Bus subsidy and regulation regime – for years attempts at reforming UK bus subsidy regimes have been hindered by the restrictions created by the 'Altmark' case and emerging EU law regarding public subsidies for local transport. These rulings have had the effect of prising open some of the decades-long 'grandfather rights' that have allowed favoured operators in mainland Europe to benefit from the direct award of operating rights by politically-friendly local authorities. Breaking up such monopolies may or may not be desirable, but it has little relevance to the UK situation. The justification for this intrusion was that local authorities would not adopt pro-market solutions if left to their own devices (which is, of course, an argument against local democracy), and the more substantial complaint is that some private operators benefit from discriminatory subsidies which enable them to win contracts outside their protected market.
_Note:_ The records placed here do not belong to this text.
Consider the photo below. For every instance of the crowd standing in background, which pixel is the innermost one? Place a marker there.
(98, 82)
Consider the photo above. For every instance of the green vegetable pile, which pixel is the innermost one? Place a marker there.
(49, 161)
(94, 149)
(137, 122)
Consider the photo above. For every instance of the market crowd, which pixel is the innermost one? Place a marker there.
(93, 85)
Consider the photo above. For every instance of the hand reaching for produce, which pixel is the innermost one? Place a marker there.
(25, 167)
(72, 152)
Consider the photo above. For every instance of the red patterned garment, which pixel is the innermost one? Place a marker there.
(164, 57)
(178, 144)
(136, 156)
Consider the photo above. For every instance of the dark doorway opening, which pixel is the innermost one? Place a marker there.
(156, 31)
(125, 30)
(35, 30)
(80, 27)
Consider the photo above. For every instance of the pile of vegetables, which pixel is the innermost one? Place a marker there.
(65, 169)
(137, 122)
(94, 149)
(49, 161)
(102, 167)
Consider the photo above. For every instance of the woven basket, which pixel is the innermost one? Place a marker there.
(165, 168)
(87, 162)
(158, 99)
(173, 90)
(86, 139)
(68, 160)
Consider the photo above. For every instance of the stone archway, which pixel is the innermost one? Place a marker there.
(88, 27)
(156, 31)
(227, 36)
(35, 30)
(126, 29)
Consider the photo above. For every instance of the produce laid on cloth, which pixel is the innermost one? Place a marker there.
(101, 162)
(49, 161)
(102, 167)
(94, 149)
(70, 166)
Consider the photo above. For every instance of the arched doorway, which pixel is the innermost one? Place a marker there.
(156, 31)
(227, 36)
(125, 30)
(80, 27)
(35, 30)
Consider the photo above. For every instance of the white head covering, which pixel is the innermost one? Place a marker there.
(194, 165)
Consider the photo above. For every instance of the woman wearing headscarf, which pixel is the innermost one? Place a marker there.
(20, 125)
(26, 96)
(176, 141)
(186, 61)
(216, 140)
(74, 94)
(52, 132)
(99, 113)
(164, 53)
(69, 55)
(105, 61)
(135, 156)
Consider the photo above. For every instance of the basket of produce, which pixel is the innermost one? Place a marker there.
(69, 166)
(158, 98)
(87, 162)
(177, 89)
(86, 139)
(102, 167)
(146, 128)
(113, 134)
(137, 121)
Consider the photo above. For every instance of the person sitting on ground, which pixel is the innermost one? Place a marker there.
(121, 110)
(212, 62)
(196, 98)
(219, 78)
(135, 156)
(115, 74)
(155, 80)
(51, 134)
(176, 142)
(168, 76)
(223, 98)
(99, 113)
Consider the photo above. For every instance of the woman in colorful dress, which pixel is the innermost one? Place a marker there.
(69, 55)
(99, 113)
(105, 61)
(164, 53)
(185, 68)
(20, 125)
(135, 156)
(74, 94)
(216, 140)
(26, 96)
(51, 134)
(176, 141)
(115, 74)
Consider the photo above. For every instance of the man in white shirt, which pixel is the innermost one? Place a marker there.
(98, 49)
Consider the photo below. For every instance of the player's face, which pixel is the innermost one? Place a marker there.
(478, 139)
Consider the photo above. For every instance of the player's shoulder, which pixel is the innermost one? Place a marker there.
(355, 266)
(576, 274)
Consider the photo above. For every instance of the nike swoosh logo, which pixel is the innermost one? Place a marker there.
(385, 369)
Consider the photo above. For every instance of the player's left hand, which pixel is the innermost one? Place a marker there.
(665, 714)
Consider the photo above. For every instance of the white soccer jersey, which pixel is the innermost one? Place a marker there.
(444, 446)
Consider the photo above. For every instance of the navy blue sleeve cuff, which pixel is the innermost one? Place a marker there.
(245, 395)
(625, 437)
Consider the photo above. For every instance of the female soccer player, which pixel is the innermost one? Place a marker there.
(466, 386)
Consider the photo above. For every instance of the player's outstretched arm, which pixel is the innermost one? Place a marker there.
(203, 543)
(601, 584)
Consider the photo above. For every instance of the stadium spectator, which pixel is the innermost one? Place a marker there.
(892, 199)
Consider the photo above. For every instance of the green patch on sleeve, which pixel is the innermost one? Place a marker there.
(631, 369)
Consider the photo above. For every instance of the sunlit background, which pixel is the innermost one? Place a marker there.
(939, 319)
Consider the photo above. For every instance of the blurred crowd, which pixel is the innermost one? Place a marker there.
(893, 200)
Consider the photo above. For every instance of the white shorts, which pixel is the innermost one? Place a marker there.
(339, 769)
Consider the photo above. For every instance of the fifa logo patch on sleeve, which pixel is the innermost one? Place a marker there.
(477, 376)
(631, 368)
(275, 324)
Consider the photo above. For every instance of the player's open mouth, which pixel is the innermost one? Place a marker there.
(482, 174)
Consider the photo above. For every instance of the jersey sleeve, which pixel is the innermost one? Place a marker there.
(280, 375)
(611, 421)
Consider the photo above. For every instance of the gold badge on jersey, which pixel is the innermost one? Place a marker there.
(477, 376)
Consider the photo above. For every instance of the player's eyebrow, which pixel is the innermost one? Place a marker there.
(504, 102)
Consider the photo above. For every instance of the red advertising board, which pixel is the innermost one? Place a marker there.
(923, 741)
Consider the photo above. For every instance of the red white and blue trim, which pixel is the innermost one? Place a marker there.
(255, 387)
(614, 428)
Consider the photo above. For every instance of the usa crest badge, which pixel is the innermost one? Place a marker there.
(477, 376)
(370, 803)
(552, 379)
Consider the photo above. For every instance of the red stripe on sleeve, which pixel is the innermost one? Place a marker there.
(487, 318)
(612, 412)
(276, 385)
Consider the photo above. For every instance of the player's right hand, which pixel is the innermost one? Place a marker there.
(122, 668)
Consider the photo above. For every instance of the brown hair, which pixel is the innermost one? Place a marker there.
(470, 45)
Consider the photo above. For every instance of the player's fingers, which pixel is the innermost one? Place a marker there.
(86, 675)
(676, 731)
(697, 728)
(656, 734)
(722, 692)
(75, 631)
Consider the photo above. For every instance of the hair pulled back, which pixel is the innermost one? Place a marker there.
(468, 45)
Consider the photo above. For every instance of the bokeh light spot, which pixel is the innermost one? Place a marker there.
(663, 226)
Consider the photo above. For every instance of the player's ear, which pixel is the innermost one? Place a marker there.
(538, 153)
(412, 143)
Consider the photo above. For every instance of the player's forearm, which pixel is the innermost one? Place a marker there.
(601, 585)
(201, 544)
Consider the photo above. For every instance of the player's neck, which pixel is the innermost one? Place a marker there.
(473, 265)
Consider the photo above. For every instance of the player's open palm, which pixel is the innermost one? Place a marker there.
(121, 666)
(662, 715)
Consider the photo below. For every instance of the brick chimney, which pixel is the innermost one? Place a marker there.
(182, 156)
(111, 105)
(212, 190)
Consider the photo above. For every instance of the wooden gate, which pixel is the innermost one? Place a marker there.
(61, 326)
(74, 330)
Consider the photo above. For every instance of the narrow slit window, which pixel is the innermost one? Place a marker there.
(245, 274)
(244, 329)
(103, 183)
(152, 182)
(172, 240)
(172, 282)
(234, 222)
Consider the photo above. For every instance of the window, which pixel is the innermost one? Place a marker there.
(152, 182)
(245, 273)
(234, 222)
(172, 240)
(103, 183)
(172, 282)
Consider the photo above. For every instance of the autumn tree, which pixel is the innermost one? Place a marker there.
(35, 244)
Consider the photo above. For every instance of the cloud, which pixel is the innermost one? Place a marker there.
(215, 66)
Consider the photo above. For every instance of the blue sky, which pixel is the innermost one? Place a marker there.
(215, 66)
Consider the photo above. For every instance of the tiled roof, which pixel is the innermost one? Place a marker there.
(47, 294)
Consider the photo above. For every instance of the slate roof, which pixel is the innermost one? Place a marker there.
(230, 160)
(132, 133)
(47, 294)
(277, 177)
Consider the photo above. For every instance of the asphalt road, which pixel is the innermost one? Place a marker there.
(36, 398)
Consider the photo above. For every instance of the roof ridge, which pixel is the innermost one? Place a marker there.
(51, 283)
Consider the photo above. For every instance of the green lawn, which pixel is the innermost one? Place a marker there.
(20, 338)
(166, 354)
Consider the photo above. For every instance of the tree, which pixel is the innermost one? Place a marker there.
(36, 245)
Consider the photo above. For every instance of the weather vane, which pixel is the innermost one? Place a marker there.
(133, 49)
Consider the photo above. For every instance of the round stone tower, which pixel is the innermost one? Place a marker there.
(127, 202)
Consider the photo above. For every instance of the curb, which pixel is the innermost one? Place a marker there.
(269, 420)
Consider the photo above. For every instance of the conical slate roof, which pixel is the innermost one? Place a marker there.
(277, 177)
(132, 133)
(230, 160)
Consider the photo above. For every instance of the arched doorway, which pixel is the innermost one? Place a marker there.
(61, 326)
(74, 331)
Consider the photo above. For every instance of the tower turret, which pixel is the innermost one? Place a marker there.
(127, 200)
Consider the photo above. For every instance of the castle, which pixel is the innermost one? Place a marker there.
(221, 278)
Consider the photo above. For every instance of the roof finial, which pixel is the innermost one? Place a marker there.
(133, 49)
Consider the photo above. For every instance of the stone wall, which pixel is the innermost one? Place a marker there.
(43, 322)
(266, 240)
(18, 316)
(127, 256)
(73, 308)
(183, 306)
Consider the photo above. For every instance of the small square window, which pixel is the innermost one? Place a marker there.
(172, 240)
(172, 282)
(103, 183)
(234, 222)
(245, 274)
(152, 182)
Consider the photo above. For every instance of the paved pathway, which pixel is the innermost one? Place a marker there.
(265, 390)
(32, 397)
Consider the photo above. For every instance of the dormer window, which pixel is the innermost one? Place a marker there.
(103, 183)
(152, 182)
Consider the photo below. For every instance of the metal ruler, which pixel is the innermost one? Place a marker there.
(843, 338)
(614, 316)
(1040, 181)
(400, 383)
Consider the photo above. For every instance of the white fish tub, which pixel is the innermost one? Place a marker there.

However the 'acquis' in this area have long complicated attempts at reforming UK bus subsidies and operating rights.

Given that bus services are by definition local, the structure of subsidies and regulation for UK urban transport should be a matter for UK transport and competition policy. This matter is now especially urgent, given the twin challenges of a post-Covid reduction in passenger demand, and the political desire to accelerate the electrification of local bus services. Repealing EU law in this area would significantly simplify the development of new policy and incentives, and in particular would assist the creation of local partnership schemes between operators and local authorities to modernise bus fleets, introduce public and private capital and enhance the provision of bus priority.

For almost half a century local transport policy has been increasingly detached from the sphere of national politics and democratic policy making. The scope of European law has constantly expanded into many purely domestic areas of transport policy that should be reserved for national or city region law-makers, accountable to voters. Given the challenges of the post Covid world, now is the time to review and adapt legislation that has been protected from effective political scrutiny for decades.